Formula One observers say Hamilton is an outstanding driver because he has the necessary superlative reflexes, discipline, determination and courage to drive consistently fast. As his two consecutive poles show, he's also a fast learner.

Hamilton also maintains a positive self-criticism that constantly makes him strive to improve, they said.

And beyond his driving prowess, it's how Hamilton handles being a public figure that impresses many, who say he displays a poise that's unusually mature for his age.

"[I'm] looking hard to find fault with him and he is very nice, which is quite unusual too," Williams said, an oblique reference to the arrogance often ascribed to Formula One and its participants.

And Hamilton's demeanor hasn't changed even though the attention surrounding him has magnified with each race.

After his first practice Friday, he was surrounded by two dozen print, radio and TV reporters from several countries, a crowd that dwarfed those around the series' other drivers, including Alonso.

Hamilton, wearing a short-sleeve white shirt and red cap emblazoned with his team's logos, deftly handled the crush like a veteran.

He calmly and politely answered questions while occasionally taking a drink from a bottle of apple juice.

"Coming back tomorrow, I'll be even quicker for sure," he accurately predicted. But before anyone could conclude he was being cocky, Hamilton added: "If I come here all excited and expecting to win, then I won't."

Hamilton is repeatedly compared to golf's Tiger Woods, both for his exceptional abilities and his race, with the potential for expanding the diversity of the sport and its fans.

Woods, trying to win his third U.S. Open this weekend in Oakmont, Pa., told a British newspaper that he's "been impressed by the way [Hamilton] has handled himself off the race track.
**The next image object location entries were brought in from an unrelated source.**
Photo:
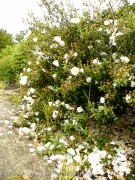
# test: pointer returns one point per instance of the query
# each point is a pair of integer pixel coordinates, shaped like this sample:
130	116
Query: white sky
12	12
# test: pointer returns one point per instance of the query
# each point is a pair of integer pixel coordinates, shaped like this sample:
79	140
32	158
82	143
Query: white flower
114	85
128	97
119	34
57	39
55	113
25	130
28	70
124	59
29	63
54	46
96	61
132	83
56	63
74	122
103	54
69	107
77	158
81	70
23	80
54	75
35	39
50	87
75	20
71	151
40	148
62	43
75	71
107	22
33	126
32	90
100	29
102	100
88	79
79	109
31	149
50	103
75	54
66	56
114	55
71	138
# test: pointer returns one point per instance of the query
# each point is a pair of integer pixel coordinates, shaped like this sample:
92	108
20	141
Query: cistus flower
107	22
102	100
75	71
88	79
75	20
35	39
23	80
55	113
71	151
124	59
79	109
56	63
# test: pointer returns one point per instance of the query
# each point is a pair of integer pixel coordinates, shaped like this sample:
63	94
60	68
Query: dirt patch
15	157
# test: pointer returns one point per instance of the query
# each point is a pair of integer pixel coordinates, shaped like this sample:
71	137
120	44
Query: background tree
5	39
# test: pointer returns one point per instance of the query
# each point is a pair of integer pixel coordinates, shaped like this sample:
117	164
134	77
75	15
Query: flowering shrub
79	70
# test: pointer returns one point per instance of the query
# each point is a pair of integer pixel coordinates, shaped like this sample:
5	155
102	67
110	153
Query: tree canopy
5	39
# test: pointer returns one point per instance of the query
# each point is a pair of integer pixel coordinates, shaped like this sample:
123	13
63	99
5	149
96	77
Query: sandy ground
15	158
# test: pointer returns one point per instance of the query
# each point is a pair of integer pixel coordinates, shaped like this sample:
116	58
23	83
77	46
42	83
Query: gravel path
15	157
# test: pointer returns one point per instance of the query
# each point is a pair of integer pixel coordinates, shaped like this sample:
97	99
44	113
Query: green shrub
78	64
12	60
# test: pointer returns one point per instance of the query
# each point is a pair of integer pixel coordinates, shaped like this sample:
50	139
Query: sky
13	11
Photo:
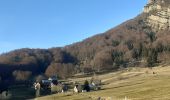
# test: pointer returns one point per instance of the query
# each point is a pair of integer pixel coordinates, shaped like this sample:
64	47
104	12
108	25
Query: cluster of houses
54	86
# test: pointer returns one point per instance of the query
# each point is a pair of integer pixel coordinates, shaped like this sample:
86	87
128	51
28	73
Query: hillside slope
133	43
132	84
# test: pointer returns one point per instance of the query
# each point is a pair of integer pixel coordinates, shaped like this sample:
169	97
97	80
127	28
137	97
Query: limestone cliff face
158	14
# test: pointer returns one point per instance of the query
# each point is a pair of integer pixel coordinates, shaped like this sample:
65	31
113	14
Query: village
52	85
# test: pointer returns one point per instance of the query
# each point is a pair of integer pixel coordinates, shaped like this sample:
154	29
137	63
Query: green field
132	84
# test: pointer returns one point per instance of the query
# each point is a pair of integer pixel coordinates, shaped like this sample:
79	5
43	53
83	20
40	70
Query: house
95	84
78	88
53	79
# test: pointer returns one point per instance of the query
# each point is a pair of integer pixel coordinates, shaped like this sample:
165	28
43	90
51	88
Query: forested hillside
132	43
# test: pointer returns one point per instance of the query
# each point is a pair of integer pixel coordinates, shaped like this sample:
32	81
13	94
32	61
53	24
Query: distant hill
133	43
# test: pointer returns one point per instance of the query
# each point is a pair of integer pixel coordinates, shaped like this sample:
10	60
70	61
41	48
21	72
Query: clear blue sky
54	23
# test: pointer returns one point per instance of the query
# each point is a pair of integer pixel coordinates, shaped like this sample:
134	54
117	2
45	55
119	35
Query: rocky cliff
158	12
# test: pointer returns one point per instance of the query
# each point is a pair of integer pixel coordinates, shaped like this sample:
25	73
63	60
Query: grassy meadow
129	84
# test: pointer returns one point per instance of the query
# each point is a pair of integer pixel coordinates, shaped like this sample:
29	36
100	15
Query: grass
136	84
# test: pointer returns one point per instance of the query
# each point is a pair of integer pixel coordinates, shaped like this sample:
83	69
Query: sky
56	23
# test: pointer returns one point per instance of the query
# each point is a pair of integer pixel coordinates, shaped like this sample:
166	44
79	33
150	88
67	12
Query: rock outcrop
158	12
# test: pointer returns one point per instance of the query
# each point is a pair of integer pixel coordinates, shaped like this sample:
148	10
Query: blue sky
55	23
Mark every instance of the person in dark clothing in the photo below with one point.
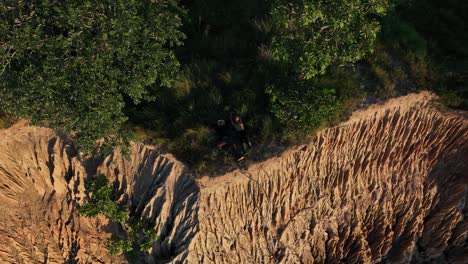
(232, 135)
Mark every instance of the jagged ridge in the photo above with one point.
(390, 185)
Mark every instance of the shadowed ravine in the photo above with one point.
(390, 185)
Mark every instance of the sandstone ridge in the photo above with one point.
(389, 185)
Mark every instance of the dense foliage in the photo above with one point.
(138, 236)
(288, 67)
(309, 37)
(74, 64)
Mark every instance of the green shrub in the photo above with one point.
(309, 36)
(138, 235)
(400, 34)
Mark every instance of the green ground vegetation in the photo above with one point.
(168, 70)
(137, 236)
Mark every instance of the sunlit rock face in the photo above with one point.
(390, 185)
(42, 183)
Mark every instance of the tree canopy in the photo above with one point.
(311, 35)
(74, 64)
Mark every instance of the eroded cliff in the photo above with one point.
(389, 185)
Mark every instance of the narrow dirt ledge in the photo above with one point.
(389, 185)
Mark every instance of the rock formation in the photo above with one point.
(389, 185)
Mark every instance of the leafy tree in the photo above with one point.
(75, 64)
(311, 35)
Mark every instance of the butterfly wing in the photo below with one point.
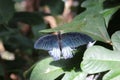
(74, 39)
(46, 42)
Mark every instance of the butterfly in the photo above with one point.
(62, 45)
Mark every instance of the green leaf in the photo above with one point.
(45, 71)
(28, 17)
(98, 59)
(112, 75)
(2, 73)
(116, 40)
(90, 24)
(107, 14)
(74, 75)
(20, 41)
(56, 6)
(6, 10)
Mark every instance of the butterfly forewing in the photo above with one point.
(74, 39)
(46, 42)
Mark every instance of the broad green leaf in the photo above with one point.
(20, 41)
(92, 25)
(36, 28)
(107, 14)
(2, 73)
(112, 75)
(116, 40)
(98, 59)
(28, 17)
(45, 71)
(97, 5)
(90, 22)
(28, 72)
(6, 10)
(74, 75)
(56, 6)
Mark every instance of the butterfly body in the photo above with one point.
(61, 45)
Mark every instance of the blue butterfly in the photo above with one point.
(61, 45)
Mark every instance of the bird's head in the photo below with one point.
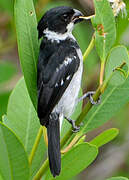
(59, 20)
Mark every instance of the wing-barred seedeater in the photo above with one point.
(59, 74)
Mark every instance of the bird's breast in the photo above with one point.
(67, 103)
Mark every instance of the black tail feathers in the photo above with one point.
(53, 133)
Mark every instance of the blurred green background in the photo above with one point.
(114, 157)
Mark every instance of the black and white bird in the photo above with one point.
(60, 67)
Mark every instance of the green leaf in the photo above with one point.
(7, 71)
(117, 56)
(3, 103)
(118, 178)
(13, 158)
(105, 137)
(113, 99)
(1, 177)
(75, 160)
(66, 125)
(23, 120)
(27, 37)
(105, 31)
(7, 6)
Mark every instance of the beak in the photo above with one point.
(76, 16)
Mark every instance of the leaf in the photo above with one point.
(117, 56)
(105, 137)
(23, 120)
(104, 24)
(118, 178)
(66, 125)
(113, 99)
(75, 160)
(7, 71)
(27, 37)
(7, 6)
(3, 103)
(13, 158)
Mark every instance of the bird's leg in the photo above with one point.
(89, 95)
(75, 128)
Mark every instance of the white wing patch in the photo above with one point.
(67, 61)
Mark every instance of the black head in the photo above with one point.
(57, 20)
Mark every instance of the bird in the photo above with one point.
(59, 74)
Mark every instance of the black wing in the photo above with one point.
(54, 76)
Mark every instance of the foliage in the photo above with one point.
(19, 129)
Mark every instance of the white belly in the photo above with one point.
(67, 103)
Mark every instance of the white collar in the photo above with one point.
(54, 36)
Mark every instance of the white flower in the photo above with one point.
(117, 6)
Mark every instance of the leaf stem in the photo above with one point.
(102, 72)
(41, 171)
(37, 140)
(90, 47)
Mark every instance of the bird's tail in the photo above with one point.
(53, 133)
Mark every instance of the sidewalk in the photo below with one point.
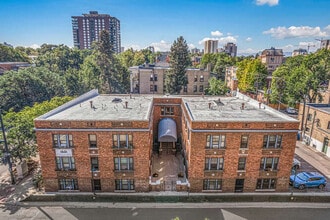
(315, 158)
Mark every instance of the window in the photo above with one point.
(195, 88)
(94, 163)
(96, 184)
(269, 163)
(214, 163)
(244, 141)
(266, 184)
(272, 141)
(92, 141)
(167, 111)
(309, 117)
(215, 141)
(68, 184)
(65, 163)
(241, 163)
(212, 184)
(123, 163)
(62, 140)
(124, 184)
(122, 141)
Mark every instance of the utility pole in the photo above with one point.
(7, 157)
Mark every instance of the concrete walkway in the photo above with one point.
(315, 158)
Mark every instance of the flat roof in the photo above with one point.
(230, 109)
(92, 106)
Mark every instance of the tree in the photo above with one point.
(176, 77)
(251, 75)
(20, 133)
(216, 87)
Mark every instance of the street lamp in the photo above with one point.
(7, 157)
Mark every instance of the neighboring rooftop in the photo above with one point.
(92, 106)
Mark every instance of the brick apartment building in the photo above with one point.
(141, 143)
(149, 79)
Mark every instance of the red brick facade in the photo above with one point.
(193, 136)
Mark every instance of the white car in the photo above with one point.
(296, 164)
(291, 110)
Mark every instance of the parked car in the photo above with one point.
(291, 110)
(307, 180)
(296, 164)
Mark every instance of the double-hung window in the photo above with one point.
(124, 184)
(212, 184)
(123, 163)
(269, 163)
(65, 163)
(215, 141)
(266, 184)
(62, 140)
(68, 184)
(272, 141)
(122, 141)
(214, 163)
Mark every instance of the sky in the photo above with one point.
(253, 25)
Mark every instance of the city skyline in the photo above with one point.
(253, 25)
He has the potential to be a terrific role model."

After qualifying Saturday, Hamilton said "it's obviously nice to be compared to Tiger Woods." But he was cautious about his influence.

"Whether or not it can have a similar impact on the [Formula One] audience in America? I'm not sure," he said. "It will be good for the sport if it can."
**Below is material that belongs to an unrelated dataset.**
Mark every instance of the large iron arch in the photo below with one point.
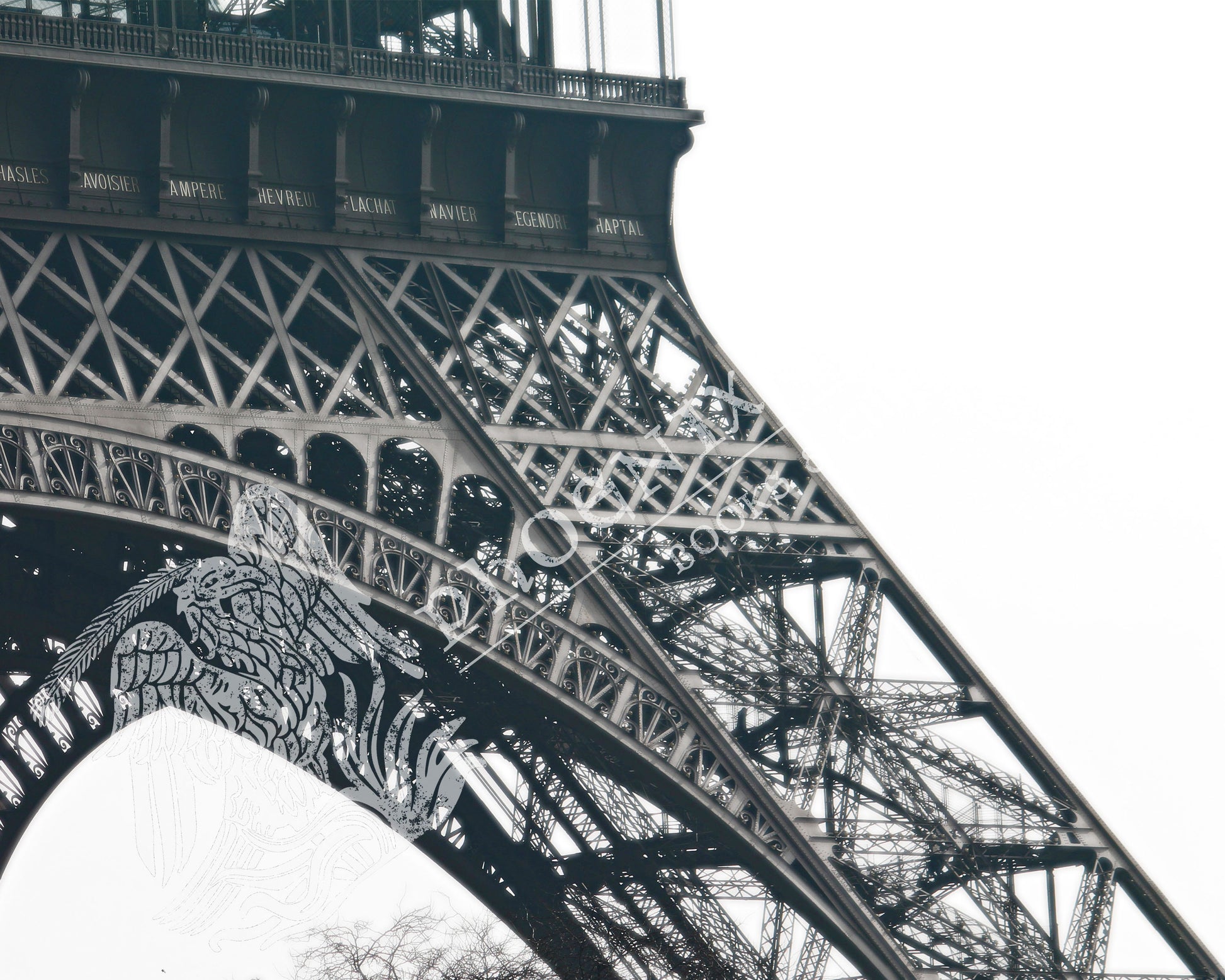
(598, 721)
Hamilton, whose father Anthony was the son of emigrants to England from the Caribbean island of Grenada, was born in 1985 and named after U.S. track and field star Carl Lewis.

"I first watched [Formula One] on TV when I was about 5," Lewis recalled, and with his father's encouragement he began racing go-karts at age 8. Hamilton quickly became so good that, at 13, he was signed to a developmental contract by McLaren Mercedes.

Hamilton dominated the minor leagues of European racing and, after Juan Pablo Montoya left McLaren Mercedes' Formula One team last year to join NASCAR, Hamilton was called up to replace him.

Three-time world champion Jackie Stewart, among others, has said Hamilton could break untold records in Formula One, although Michael Schumacher's record of seven series titles might be out of reach.

Regardless, "the key element in all of this is that I am not here to take part, I am here to win," Hamilton said.

"I will do whatever mentally and physically it takes to achieve that in due course," he added. "I do not plan to waste this opportunity."